Saturday, September 17, 2011

Hildegard of Bingen, Administrator Extraordinaire

Today is the feast day of Hildegard of Bingen; go to this post on my theology blog for my thoughts on her and spirituality.  Actually, the post is less about her spirituality and more about what she was able to accomplish, despite being a medieval woman.

Thinking about her made me think about Julian of Norwich.  I'd never heard of her until I taught the first half of a British Literature survey class and wanted to include more women writers.  Frankly, there weren't many to choose from.  I'm grateful, in a way, because my inclusion of Julian of Norwich meant I had to learn a lot about medieval women and the monastic tradition.

Until I did that research, I would have told you that medieval cloisters oppressed women.  But really, they offered the only protection available to women who lived in/outside the margins of society (artistic, widowed, not wanting to be married, weird in any way).

I've been feeling irritable lately, and I know why.  I haven't been spending as much time on my writing as I wish I could.  I look back wistfully to those times when I had huge swaths of time all to myself.  I try to remind myself that I had all that time because my husband was working long, awful hours or because I didn't have many friends or my best friend had just moved or because I was underemployed.  Still . . .

I love the lives of these medieval mystics because they remind me of what can be accomplished, even in a life of containment and boundaries.  Let's take Hildegard as an example.  She was an Abbess, and because being in charge of one cloistered community isn't enough, she founded another.  She wrote music, and more of her music survives than any other medieval composer.  She was an early naturalist, writing down her observations about the natural world and her theories about how the natural world heals us.  She wrote to kings, emperors and popes to encourage them to pursue peace and justice.  She wrote poems and a morality play and along the way, a multitude of theological meditations.

She did all of these things, in addition to keeping her community running smoothly.  Yes, I'm thinking about Hildegard as an administrator, a woman who could be efficient and artistic at the same time.

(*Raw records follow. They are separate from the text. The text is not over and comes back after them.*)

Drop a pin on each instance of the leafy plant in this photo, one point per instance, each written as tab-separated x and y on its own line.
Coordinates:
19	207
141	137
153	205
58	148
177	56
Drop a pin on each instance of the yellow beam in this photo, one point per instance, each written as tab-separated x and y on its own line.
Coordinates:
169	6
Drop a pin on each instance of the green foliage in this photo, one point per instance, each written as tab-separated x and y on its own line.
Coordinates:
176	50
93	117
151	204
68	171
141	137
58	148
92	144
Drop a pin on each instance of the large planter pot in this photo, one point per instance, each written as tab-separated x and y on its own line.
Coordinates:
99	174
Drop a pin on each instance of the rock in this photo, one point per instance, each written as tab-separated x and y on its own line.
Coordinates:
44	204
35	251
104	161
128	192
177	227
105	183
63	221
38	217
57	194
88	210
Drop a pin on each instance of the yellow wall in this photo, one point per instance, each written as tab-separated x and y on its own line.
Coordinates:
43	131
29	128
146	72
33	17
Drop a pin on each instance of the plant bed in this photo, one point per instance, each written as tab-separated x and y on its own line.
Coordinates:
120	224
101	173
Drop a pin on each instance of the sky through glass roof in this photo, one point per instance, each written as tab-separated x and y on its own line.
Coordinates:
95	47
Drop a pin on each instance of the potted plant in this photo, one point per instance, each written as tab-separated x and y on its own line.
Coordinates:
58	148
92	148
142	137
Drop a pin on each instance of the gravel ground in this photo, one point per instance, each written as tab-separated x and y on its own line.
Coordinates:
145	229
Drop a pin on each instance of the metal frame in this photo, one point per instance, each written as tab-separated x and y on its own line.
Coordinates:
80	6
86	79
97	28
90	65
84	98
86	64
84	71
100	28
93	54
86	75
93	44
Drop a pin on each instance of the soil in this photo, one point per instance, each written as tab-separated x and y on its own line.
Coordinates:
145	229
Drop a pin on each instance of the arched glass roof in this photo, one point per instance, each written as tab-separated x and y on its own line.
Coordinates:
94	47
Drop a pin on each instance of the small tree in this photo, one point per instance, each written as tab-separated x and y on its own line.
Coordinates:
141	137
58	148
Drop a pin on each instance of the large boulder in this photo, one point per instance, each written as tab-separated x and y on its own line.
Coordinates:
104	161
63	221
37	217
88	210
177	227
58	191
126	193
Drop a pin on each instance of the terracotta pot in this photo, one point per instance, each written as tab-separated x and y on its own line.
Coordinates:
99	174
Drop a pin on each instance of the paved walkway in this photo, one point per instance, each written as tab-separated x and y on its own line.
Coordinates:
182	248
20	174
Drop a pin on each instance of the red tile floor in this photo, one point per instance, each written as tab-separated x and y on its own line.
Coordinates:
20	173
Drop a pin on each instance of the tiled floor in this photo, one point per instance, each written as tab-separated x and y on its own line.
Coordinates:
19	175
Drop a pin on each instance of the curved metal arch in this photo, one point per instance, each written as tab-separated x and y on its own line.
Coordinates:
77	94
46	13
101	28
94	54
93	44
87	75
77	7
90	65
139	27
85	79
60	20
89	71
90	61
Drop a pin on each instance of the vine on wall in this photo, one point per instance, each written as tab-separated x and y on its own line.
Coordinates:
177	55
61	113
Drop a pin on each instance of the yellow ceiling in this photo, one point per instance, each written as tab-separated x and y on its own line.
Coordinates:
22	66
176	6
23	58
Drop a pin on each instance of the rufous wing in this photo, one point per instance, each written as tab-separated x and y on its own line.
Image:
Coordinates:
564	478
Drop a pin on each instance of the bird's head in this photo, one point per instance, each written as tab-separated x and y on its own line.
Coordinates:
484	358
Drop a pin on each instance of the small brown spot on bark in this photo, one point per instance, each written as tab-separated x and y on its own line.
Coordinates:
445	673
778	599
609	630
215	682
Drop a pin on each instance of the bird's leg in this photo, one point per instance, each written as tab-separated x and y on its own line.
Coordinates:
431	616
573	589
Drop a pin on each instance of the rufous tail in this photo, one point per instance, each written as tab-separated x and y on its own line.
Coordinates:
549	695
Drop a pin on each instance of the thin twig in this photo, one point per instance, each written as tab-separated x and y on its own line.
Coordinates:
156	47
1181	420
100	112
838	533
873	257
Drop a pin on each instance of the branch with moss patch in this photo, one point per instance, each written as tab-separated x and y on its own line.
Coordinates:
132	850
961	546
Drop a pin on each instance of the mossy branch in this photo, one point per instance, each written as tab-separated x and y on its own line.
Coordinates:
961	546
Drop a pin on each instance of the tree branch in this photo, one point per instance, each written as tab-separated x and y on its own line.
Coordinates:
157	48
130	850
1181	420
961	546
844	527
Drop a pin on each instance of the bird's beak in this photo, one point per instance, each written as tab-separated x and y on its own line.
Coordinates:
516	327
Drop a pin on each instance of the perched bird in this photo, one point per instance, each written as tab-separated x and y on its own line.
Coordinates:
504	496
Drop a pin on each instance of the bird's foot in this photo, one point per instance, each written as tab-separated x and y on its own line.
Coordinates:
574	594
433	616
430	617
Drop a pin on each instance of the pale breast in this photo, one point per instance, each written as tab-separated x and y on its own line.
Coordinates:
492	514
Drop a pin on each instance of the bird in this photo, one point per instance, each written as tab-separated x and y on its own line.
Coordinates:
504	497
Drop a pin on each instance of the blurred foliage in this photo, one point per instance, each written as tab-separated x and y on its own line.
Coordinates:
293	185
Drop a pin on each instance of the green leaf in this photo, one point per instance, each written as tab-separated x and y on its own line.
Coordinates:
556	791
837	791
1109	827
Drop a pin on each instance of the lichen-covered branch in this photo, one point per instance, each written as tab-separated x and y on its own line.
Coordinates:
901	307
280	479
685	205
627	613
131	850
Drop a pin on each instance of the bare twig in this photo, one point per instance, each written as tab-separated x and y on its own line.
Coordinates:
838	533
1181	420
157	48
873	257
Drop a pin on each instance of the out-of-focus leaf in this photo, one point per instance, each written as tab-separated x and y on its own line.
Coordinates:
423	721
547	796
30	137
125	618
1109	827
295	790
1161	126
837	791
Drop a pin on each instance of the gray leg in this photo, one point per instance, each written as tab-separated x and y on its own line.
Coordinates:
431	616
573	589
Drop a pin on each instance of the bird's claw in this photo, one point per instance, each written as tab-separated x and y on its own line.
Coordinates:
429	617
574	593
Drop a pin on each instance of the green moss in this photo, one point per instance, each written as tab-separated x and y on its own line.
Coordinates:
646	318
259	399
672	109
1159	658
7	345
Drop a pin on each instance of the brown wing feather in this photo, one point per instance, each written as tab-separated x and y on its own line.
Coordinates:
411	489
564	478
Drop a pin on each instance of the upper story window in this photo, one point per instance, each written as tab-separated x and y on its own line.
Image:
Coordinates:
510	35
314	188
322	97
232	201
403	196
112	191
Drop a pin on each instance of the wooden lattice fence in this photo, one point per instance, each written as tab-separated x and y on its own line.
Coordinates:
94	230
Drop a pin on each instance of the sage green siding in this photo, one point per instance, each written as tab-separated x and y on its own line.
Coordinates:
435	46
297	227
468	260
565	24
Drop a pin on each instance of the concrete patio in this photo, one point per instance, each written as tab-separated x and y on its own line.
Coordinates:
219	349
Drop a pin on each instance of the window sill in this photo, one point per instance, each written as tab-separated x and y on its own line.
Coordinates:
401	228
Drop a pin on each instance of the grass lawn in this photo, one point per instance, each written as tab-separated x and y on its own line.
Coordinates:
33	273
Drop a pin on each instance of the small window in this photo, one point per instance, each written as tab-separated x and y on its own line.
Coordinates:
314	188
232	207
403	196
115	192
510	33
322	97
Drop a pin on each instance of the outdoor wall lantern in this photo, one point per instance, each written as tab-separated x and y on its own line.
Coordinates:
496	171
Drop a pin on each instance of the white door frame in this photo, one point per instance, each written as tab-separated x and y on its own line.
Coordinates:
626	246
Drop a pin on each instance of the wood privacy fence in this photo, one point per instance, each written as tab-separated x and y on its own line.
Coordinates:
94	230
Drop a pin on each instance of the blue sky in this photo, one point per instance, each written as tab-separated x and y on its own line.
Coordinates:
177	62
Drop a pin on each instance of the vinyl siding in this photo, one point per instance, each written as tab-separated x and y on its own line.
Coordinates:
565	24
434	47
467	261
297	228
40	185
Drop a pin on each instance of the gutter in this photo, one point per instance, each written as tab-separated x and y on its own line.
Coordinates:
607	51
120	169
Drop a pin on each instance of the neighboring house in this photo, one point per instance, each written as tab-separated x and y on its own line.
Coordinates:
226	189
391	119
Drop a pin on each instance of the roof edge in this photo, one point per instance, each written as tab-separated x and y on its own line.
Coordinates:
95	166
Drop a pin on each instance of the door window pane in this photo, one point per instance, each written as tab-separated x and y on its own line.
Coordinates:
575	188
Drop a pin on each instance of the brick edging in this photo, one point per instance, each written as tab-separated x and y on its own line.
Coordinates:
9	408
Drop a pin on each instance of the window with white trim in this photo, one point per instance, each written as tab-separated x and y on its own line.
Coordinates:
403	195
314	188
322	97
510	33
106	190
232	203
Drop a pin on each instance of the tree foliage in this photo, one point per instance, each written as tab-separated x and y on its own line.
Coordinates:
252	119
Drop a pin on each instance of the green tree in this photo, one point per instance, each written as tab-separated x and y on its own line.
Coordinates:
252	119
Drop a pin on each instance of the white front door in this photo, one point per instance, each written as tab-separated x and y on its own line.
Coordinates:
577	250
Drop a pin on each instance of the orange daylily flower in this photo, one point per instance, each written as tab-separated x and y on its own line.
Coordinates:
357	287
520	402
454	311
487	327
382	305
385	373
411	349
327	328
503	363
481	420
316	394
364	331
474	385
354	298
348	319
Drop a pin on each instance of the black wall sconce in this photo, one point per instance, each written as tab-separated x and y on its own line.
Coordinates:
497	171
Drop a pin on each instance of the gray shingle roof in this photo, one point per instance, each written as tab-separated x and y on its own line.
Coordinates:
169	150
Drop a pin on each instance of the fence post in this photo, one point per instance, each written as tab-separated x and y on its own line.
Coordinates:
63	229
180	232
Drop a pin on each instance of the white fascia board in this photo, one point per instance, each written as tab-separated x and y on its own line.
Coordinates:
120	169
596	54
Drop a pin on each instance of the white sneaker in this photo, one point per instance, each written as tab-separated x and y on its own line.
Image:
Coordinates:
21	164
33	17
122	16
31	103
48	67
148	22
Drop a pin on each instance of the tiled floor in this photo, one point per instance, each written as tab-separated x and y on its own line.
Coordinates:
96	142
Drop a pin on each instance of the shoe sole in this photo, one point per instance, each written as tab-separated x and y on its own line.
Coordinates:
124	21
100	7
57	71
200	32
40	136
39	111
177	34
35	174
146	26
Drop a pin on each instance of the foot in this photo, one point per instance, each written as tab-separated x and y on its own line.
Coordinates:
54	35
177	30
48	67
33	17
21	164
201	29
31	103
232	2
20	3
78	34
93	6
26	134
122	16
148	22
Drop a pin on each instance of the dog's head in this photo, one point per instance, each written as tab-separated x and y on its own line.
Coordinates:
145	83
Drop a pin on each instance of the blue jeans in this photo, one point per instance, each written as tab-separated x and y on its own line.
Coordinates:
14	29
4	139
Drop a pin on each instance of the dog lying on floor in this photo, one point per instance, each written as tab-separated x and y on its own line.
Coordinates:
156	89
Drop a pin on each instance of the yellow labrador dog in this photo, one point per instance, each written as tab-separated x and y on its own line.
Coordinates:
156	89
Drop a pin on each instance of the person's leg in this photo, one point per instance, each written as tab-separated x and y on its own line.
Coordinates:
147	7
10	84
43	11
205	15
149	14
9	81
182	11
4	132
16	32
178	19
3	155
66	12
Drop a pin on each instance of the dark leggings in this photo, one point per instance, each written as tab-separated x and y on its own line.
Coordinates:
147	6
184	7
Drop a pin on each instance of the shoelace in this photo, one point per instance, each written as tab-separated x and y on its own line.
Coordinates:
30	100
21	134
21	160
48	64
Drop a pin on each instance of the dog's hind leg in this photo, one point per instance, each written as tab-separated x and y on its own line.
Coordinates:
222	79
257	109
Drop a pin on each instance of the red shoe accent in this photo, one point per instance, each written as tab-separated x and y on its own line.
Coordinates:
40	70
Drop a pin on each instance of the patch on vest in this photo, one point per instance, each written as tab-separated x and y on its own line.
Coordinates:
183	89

During these times when I feel like I'm accomplishing NOTHING as an artist, it's easy to convince myself that I've peaked, as much as I was going to peak.  It's easy to sink into a spiral of self-pity and despair:  "I should have worked harder on this project, I should have followed through on this contact, I should have taken this job, I should have moved to that place."  On and on I can go in this way.

In these times, I try to stop the downward spiral by reminding myself of all I've done, despite my job which takes 40 to 50 hours a week.  A year ago, I was just about to get the news that Finishing Line Press would publish I Stand Here Shredding Documents. Of course, I didn't know that at the time.  A year ago, I was feeling despair, wondering if I'd ever have anything chapbook size or larger published again.  And then, the good news came.

Of course, it's good to assess periodically, to make sure I'm on the trajectory that has the most chance of taking me where I want to go.  For a long time, I kept this George Eliot quote taped everywhere:  "It is never too late to be what you might have been."  Now I smile, thinking that I was all of thirty-two years old when I wrote that quote everywhere.  I had just barely arrived at the situation that seemed inadequate.

So today, I'll remember Hildegard of Bingen and her example of what a woman can accomplish despite the obstacles that her society puts in her way.  I'll think about the ways that the Church fostered her creativity.  I assume that she wrote much of what she did because her religious community had need of it:  morality plays, liturgical music, letters that kept her community afloat.  I have hope that in later years, I'll look back and see the ways that my work fed me, both literally (with a paycheck) and figuratively (by time off to go to workshops and conferences, by colleagues who nourish me, by giving me the subject of many a poem).

Maybe I'll add some plants to the herb garden today in honor of Hildegard.  Maybe I'll listen to some medieval choral music or chant.  Maybe I'll write a letter to someone in power to remind them of the imperative to work for peace in our time.

Or maybe I'll write a poem (or finish the one I started a few hours ago).

1 comment:

Kathleen said...

What an inspiration--Hildegard and YOU! I know the swirl of "should have" and I'm glad you are cheering yourself up. You've cheered me.